George Wimpy and Barratt Homes housing projects

In no country can there be a stronger prejudice against suburbia than in Britain. One needs only recall the special issue of the Architectural Review from the 1950s, called Outrage, which described a country steamrolled into uniformity by private house builders. This is odd. After all, the British, and more particularly London, have been instrumental in the invention of the suburb and could within reason take pride in the achievement.

In the twentieth century, however, the British contribution made by architects to the suburbs has been almost unnoticeable. With few exceptions (Parker & Unwin’s garden suburbs and, in the 1960s, Eric Lyons’s SPAM housing), there has been in Britain little interest and still less creativity among architects in low density urban planning and in low-cost housing. The mere mention of names like Wimpy or Barratt (Britain’s best known house builders) is enough to get architects to run for cover in the cities.

Approximately half of the population of Britain live in suburbs. But influential architecture firms have consistently stayed away from them. Many believe that the combination of low-income house buyers and the private sector is incompatible with the proper exercise of architecture – a belief that is not wholly unjustified. For all the commercialism of Foster & Partners, for all the populism of Richard Rogers, architects in Britain work under the conviction that there can be no urbanity (or for that matter, suburbanity) in the suburbs, that the only genuine urbanity is Italian.

Such is a legacy of ‘townscape’, of the cult of the Mediterranean world and of village life. Suburbs simply do not register in this order of value. They are untouched by notions of quality, and they cannot as such be the object of design attention. There has been, it is true, attempts at both local and national government level to improve the quality of public spaces on the model of Barcelona, but it is difficult to see how these spaces could survive in London’s lower densities and less hospitable climate.

In any case, this is not what the suburbs need. The British response to low density is to wheel out the cart of the Picturesque out of the barn. The Picturesque, it is felt, will introduce quality where there was none. It might just do this in a few chosen places, like it did in Hampstead, Turnham Green and, further away, in Poundbury, Dorchester. But while it was well-suited to the estates of the gentry, can make little difference in the boundlessness of suburbia. Most memorably, the point was made by Adriaan Geuze and his students when, in 1995, they laid one million Monopoly-size houses under the arcade of the NAi. Design in the suburbs resides at the intersection between quality and quantity, between architectural design and urban planning, between taste and statistics.

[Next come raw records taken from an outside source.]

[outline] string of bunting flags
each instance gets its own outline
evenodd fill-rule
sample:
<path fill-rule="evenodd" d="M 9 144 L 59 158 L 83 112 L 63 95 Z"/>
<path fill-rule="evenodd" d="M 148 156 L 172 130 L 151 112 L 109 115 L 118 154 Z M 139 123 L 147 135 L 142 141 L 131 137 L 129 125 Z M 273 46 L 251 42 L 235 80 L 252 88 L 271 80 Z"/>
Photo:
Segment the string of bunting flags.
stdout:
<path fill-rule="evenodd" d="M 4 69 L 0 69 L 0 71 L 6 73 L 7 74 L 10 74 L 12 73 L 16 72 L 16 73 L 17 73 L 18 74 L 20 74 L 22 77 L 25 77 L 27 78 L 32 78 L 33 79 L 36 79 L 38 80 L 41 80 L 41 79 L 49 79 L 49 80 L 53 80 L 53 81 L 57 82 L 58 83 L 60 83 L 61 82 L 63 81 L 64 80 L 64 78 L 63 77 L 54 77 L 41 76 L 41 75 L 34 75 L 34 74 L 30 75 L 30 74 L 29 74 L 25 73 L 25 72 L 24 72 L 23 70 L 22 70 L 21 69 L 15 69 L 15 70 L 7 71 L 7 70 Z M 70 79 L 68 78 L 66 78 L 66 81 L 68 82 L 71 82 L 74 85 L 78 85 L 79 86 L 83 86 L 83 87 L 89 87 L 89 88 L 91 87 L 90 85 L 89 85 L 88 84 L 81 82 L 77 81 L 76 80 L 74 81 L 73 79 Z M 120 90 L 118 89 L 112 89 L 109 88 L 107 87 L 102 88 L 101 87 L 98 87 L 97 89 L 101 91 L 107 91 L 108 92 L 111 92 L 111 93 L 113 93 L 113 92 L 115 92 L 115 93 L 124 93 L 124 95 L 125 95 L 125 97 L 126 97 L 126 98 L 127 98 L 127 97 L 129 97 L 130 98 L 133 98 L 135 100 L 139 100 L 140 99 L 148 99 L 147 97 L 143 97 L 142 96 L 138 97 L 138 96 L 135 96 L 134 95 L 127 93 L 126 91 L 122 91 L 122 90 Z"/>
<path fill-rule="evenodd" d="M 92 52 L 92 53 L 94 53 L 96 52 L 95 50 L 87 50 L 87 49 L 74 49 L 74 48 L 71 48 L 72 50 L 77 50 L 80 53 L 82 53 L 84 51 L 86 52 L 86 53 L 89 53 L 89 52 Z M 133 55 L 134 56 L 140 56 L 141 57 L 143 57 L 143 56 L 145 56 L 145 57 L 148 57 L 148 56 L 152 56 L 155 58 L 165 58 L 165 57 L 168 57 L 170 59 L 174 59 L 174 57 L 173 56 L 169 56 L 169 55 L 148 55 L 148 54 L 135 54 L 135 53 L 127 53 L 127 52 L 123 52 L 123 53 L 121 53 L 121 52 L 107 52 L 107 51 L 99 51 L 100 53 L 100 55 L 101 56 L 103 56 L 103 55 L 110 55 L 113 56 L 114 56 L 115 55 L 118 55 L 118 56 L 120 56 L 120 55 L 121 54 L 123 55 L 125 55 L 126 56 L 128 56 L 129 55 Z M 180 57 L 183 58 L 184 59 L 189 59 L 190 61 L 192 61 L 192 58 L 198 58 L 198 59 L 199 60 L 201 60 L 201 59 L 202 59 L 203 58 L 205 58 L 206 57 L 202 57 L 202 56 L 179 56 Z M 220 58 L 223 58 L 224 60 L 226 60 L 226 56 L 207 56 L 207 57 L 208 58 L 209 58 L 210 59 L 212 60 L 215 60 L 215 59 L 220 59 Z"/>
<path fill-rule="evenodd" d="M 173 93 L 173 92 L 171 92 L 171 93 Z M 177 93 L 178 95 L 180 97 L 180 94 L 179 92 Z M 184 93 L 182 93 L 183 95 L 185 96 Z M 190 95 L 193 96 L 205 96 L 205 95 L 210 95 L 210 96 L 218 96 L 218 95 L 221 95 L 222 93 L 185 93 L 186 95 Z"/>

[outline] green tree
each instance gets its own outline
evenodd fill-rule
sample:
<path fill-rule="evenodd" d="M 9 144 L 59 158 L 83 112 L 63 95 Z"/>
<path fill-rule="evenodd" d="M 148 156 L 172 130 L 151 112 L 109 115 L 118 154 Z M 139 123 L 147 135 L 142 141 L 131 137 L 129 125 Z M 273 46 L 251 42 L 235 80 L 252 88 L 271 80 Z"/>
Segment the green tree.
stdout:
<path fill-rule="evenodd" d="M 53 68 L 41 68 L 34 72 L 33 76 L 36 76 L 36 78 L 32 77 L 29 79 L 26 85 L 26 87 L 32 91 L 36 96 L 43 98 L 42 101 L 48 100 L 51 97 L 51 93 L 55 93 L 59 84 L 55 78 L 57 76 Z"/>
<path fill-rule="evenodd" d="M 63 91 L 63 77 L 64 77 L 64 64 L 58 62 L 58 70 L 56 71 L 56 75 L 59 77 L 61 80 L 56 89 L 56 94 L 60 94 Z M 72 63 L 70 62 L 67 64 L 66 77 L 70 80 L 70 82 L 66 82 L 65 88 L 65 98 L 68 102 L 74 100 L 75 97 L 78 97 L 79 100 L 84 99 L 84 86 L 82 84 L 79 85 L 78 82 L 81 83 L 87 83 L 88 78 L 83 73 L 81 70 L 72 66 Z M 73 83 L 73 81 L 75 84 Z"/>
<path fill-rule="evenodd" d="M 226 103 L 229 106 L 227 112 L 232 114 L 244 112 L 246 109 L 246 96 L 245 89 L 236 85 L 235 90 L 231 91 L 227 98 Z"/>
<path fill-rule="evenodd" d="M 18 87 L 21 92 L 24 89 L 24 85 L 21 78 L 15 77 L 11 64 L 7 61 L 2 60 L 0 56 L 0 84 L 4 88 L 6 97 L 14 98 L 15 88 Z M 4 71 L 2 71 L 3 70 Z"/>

The resulting conflict defines the pathos of the suburb. Of this, no nation has shown a better understanding than the Dutch. Not, as often assumed in Britain, because Dutch architects were able to bring design quality to bear upon the crushing anonymity of numbers but, to the contrary, because they were able to supplement quality with a willingness to understand the logic of numbers. In short, they had a desire to engage with the brief. Hence Borneo Sporenburg, hence Leidsche Rijn, Yppenburg and IJ-burg. This, surely, must be the reason why several Dutch practices are currently working in the Thames Gateway region to the east of London.

But can one refer to a “Dutch invasion”, as a recent article did in the magazine Building Design? Within the next 10 years, the British government plans to build some 240,000 homes per year - or 2,400,000 within the next 10 years. The policy has prompted much debate and it recalls the impact of VINEX in Holland in the late 1990s. Given this context, the 15,000 homes planned at Stratford and Barking with some Dutch involvement (KCAP, Maccreanor Lavington, Maxwan, West 8) could hardly be described as an invasion.

These projects are the outcome of a 10-year long process, starting in the mid 1990s with the effective diffusion of the NAi and Archis, extended with matching publicity in the UK and elsewhere in Europe. Officials and influential figures took notice, among them Richard Rogers and Ricky Burdett, then of the Urban Task Force which sought to influence government policy, later as advisors to the Mayor of London. It is hardly surprising or untoward that this should have resulted in a few high profile architects’ appointments.

A great deal more could be hoped for besides the involvement of some of the most capable urban planners in Europe on sites of high visibility. The example of 15,000 homes will not in itself renew the culture of urban planning and housing in Britain. The problem is not that there are too many Dutch architects working in the UK, or for that matter that there are too few, but that the infrastructure that permitted their success at home is hardly in place in Britain. There is plenty more that can be learnt from the Netherlands.